During flight operations, hand signals are the only way for Sailors to communicate with each other and the pilots. The sounds of a busy flight deck, like the roar of an F-35 during take-off and landing or the spinning of helicopter blades, make speaking with one another impossible.
"Flight operations are organized chaos," said Chief Aviation Boatswain's Mates (Handling) Enrique Gerald. "It's the yellow shirts' job to make sense of it all and communicate effectively in order to get the job done safely."
The ABH community takes great pride in wearing a yellow jersey and is the only aviation community to not wear their rank visibly on their flight deck uniform.

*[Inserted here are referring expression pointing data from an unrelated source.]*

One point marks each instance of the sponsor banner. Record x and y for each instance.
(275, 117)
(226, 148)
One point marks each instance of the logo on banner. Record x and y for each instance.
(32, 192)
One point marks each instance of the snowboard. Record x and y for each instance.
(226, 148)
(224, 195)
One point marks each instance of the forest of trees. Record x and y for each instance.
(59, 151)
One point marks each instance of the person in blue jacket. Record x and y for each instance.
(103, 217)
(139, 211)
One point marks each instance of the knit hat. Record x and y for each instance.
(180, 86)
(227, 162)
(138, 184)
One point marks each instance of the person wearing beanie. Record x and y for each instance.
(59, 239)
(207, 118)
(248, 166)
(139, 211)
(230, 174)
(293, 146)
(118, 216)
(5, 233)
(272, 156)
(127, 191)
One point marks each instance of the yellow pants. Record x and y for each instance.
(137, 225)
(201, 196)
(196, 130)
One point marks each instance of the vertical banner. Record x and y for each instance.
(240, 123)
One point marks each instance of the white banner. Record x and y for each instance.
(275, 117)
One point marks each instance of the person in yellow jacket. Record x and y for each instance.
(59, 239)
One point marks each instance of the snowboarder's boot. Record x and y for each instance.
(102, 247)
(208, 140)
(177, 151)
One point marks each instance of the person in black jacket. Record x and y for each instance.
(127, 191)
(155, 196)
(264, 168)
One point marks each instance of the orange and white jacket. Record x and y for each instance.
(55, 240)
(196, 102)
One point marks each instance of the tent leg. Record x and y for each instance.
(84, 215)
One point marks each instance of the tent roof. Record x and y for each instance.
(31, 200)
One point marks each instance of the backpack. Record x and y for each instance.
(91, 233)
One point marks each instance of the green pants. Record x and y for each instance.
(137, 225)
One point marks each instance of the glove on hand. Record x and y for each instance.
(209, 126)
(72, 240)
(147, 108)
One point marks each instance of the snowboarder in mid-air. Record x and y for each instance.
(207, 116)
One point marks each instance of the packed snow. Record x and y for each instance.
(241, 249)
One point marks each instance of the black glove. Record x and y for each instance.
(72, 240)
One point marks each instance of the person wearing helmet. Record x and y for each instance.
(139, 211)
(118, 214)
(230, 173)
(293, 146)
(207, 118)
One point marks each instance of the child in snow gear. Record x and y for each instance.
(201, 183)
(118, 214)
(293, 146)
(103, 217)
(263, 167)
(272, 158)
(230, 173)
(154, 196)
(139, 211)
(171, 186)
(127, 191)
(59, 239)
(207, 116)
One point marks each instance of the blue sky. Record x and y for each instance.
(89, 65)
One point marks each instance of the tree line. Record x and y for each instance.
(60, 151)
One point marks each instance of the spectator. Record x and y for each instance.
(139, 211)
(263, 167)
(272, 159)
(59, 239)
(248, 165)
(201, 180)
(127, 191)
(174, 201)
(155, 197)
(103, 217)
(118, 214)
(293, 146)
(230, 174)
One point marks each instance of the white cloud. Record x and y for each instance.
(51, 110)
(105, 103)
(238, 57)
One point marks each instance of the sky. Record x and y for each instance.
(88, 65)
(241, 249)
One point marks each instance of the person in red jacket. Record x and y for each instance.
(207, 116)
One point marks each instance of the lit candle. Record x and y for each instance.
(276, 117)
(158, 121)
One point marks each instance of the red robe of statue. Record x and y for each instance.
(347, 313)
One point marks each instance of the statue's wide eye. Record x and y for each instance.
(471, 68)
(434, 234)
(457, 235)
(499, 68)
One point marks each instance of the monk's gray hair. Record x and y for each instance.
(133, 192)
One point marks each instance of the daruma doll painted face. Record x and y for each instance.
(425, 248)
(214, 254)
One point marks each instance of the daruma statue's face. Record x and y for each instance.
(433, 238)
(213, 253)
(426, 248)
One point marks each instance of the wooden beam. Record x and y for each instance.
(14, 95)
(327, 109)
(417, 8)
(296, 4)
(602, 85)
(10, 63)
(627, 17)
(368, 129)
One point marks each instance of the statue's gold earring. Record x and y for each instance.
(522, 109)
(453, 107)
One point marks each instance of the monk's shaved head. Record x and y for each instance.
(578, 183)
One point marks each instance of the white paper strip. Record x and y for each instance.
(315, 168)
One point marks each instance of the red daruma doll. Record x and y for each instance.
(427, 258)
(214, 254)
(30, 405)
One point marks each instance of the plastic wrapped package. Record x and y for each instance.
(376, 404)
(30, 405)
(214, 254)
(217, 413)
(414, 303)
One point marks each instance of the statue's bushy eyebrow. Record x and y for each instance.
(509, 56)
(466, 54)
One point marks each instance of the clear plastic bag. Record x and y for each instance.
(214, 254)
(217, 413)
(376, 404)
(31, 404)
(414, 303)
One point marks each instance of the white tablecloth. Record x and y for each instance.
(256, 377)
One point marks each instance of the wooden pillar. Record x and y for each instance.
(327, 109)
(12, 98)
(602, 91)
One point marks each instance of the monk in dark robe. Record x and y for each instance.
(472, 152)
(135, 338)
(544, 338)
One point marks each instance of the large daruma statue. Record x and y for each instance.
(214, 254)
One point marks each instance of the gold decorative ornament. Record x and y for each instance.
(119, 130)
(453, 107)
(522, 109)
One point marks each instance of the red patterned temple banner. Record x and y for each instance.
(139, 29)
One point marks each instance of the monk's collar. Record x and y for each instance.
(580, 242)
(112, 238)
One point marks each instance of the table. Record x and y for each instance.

"I'm a second class, and we can have anyone from an airman to a master chief with the same qualification," said Aviation Boatswain's Mates (Handling) 2nd Class Dion Sanders, the "tractor king," who's primarily in charge of ground support equipment. "There's a lot of manual time and studying that goes into becoming a yellow shirt, and we don't want someone to dismiss a fully-qualified aircraft director just because he's an E-4 or below. They've all done the board. They all did the training. They all know the same stuff. So we don't wear our ranks on our sleeves for that reason."
Earning a yellow jersey is a momentous occasion in the ABH community. It's not one that's given; it's one that's earned. It shows their fellow flight deck crew how seriously they take their job. As long as flight operations are being conducted, you can count on the yellow shirts being on deck to make sure it goes smoothly.